Vamos primeiro explicar que despesas são estas. O Governo tem transferido recursos orçamentários para o BNDES e a Finep para que estas instituições façam empréstimos ou concedam garantias a empréstimos. Este tipo de transferência é contabilizado como desembolso financeiro do Governo, pois se espera que esses recursos voltem ao Tesouro, sob a forma de repagamento pelos agentes financeiros. Conceitualmente, não seria uma redução do patrimônio público, que seria apenas temporariamente transferido para o BNDES ou para a Finep.

Ocorre que, na prática, uma vez que esses recursos saem do Tesouro, eles dificilmente retornam. O BNDES, por exemplo, luta fortemente para não devolver dinheiro ao Tesouro, e só o faz quando obrigado pelo Judiciário ou pelo TCU.

Por isso, na prática, esses desembolsos têm efeitos econômicos similares aos desembolsos primários: estimulam a demanda agregada (através das operações de crédito ou desembolsos não onerosos que lastreiam), aumentam a dívida líquida por reduzirem as disponibilidades de caixa do Tesouro, aumentam a dívida bruta por gerarem, em alguns casos, a necessidade de captação de recursos para financiar os desembolsos. Daí a importância de incluir as operações parafiscais nos cálculos do déficit.

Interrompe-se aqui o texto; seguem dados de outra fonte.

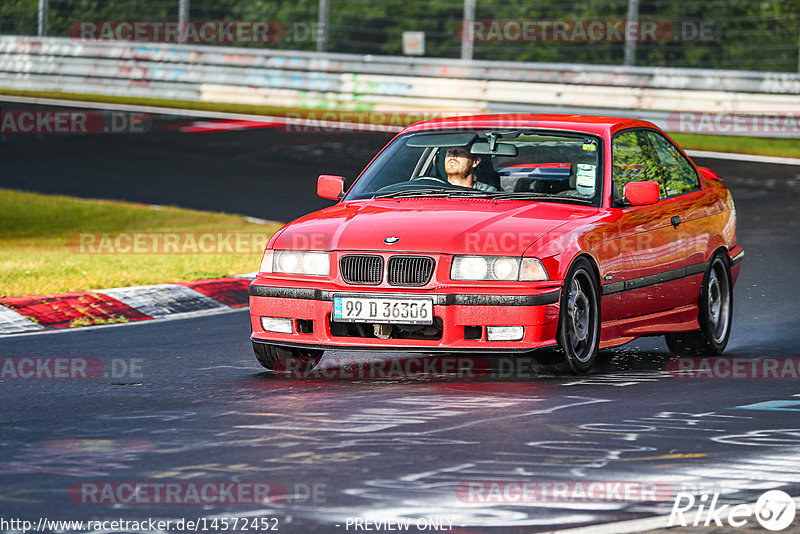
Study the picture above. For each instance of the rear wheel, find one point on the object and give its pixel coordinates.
(579, 321)
(715, 314)
(283, 360)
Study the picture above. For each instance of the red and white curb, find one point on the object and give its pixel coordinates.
(34, 313)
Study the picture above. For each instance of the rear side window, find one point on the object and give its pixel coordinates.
(679, 175)
(633, 161)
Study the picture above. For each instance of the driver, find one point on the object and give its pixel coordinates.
(460, 165)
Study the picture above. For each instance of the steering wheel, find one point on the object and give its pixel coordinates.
(430, 180)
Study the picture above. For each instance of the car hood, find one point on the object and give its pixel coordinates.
(451, 226)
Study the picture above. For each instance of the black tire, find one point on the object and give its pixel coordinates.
(715, 314)
(279, 360)
(578, 334)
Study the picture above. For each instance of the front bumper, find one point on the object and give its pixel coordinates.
(459, 312)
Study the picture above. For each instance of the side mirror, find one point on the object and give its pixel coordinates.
(330, 186)
(642, 193)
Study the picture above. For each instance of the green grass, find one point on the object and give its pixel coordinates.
(763, 146)
(40, 244)
(720, 143)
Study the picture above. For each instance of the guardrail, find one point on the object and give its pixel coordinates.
(381, 83)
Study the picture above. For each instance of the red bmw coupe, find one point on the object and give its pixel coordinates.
(506, 233)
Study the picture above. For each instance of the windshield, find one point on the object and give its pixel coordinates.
(526, 165)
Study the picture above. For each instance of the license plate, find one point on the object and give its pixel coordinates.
(383, 310)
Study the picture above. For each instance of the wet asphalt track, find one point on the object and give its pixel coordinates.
(199, 409)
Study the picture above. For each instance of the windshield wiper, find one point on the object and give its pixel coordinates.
(421, 192)
(536, 196)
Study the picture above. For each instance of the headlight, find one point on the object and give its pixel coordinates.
(296, 262)
(532, 270)
(485, 268)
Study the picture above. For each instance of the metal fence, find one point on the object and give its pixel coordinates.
(712, 34)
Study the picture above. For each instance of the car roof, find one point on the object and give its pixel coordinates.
(582, 123)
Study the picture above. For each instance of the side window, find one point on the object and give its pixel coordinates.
(679, 175)
(633, 161)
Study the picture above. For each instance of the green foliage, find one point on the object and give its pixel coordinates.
(720, 34)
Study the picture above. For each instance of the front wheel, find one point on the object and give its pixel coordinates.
(715, 314)
(578, 334)
(286, 360)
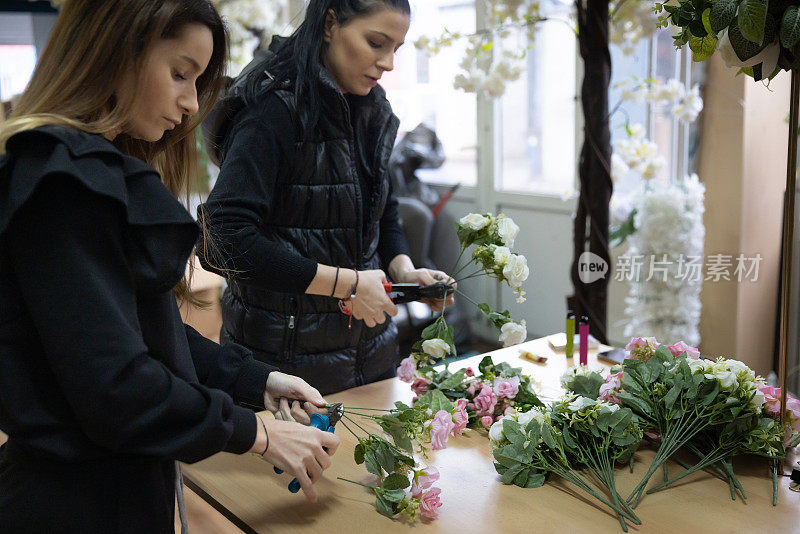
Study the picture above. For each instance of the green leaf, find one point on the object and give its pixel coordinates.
(383, 506)
(790, 27)
(618, 234)
(672, 396)
(751, 20)
(722, 14)
(513, 432)
(757, 72)
(454, 380)
(396, 495)
(702, 47)
(396, 481)
(385, 457)
(522, 478)
(439, 402)
(400, 437)
(697, 28)
(535, 480)
(372, 464)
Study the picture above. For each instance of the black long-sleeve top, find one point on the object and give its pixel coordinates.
(94, 358)
(257, 154)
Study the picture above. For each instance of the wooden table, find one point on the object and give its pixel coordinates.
(246, 490)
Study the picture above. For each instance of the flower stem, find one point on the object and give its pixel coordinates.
(356, 483)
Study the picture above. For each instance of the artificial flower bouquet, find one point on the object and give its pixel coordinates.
(578, 439)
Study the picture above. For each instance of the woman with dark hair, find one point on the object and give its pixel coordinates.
(102, 387)
(302, 216)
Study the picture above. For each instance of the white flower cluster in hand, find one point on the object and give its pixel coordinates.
(669, 223)
(486, 69)
(684, 103)
(635, 153)
(436, 348)
(513, 333)
(630, 21)
(475, 221)
(570, 374)
(733, 376)
(250, 23)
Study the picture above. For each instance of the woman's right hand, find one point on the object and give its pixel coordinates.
(298, 450)
(371, 302)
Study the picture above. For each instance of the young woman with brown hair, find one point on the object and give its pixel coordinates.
(102, 387)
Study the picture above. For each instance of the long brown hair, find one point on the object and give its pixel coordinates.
(94, 44)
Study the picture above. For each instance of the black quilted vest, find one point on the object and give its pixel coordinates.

Elas têm crescido justamente para driblar os limites impostos pelo arcabouço fiscal ao déficit e à despesa primária. É o Governo dando um jeitinho de contornar a regra que ele próprio criou.

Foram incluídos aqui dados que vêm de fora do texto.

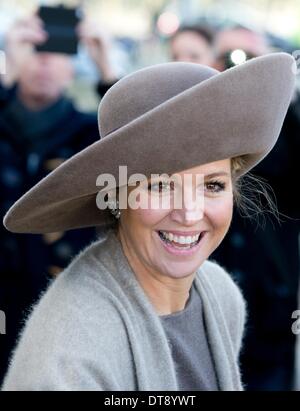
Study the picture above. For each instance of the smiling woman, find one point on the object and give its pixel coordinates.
(143, 308)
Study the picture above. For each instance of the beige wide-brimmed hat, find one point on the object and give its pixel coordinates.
(164, 119)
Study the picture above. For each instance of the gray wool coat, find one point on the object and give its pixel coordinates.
(95, 329)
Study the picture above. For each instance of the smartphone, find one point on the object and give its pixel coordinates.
(60, 23)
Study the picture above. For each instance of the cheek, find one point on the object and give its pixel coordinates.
(149, 218)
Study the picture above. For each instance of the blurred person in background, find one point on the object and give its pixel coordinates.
(270, 288)
(39, 129)
(193, 44)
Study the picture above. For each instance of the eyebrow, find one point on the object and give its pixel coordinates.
(216, 174)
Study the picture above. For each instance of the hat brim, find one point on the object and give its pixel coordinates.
(241, 110)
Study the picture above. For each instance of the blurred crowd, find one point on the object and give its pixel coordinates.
(40, 128)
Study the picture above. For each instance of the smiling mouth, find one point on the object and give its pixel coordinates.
(180, 242)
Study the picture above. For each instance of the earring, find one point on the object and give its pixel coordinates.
(113, 205)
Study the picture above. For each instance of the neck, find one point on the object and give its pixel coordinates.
(167, 295)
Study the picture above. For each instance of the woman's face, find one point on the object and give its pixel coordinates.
(174, 241)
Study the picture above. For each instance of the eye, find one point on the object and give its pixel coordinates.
(215, 186)
(161, 186)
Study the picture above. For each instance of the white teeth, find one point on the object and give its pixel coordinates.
(180, 239)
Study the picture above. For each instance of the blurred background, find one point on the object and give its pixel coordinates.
(48, 103)
(141, 29)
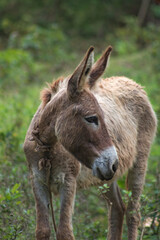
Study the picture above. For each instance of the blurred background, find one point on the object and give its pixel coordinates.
(41, 40)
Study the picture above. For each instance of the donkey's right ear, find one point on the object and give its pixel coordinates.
(99, 67)
(78, 79)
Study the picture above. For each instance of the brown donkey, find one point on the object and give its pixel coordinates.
(108, 125)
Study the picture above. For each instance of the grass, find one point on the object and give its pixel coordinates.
(17, 106)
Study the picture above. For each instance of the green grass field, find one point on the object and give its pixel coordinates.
(19, 100)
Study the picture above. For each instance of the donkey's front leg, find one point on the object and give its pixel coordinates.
(136, 178)
(67, 195)
(40, 189)
(116, 212)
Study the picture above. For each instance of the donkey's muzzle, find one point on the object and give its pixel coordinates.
(105, 166)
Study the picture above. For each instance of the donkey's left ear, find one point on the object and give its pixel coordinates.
(78, 79)
(99, 67)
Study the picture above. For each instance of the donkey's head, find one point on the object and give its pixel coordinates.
(74, 118)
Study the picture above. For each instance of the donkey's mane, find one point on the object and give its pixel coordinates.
(52, 89)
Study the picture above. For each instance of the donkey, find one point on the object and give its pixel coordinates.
(88, 131)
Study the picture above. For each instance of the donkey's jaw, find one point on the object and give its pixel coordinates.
(105, 166)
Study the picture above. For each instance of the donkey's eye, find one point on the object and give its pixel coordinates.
(92, 119)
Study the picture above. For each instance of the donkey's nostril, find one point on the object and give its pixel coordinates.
(115, 166)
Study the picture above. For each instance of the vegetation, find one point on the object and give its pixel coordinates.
(40, 40)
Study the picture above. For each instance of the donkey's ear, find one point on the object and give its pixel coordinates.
(99, 67)
(79, 77)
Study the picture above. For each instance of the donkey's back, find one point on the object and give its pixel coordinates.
(82, 119)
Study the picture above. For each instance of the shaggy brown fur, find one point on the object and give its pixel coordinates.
(59, 135)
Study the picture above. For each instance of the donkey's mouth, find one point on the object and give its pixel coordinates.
(100, 175)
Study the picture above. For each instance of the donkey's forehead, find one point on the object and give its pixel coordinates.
(86, 103)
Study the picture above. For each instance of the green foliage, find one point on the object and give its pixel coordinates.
(39, 40)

Salto rejeita a inclusão dos gastos parafiscais nos cálculos, apegando-se à classificação contábil da despesa como financeira (“o ideal seria excluir receitas e despesas financeiras, afinal, estamos tratando do resultado primário”), sem levar em conta o seu impacto real na economia. Confunde, portanto, classificação contábil com o impacto econômico real da despesa.

Isso me faz lembrar discussão semelhante em que o economista participou no passado, quando alegou que não haveria custo de oportunidade para o Tesouro nos empréstimos do BNDES com recursos do FAT, porque a Constituição obrigava a transferência de recursos para o BNDES. Assim como não se pode aprovar lei revogando a lei da gravidade, também não se pode proibir a existência de custo de oportunidade por mandamento constitucional. Uma coisa é classificação contábil e legal, outra coisa é o efeito econômico.

Recolocando a despesa parafiscal na conta, chegamos ao subtotal 3, que agora, na conta ajustada após às concessões feitas na seção anterior, soma 1,8% do PIB, como registrado no quadro acima.

Déficit suficientemente grande para espelhar a delicadeza da situação fiscal do Governo Federal.

Para concluir

Apesar do discurso otimista e dos adjetivos reservados aos “pessimistas”, os números utilizados por Salto, quando devidamente corrigidos, não mostram realidade distinta da que retratei.

O colega parece ter predileção por esta postura, que une um discurso otimista com números que não avalizam o otimismo. Assim como a prática de criticar, sem o devido embasamento, analises supostamente “catastrofistas”.

Em abril de 2023, tão logo o Governo anunciou as linhas gerais do arcabouço fiscal, escrevi artigo com coautores em que mostrava que a nova regra seria inconsistente, insuficiente para conter o crescimento da dívida, comprimiria as despesas discricionárias e induziria o governo a buscar forte aumento de receita. Cenário que se confirmou e hoje está claro para todos.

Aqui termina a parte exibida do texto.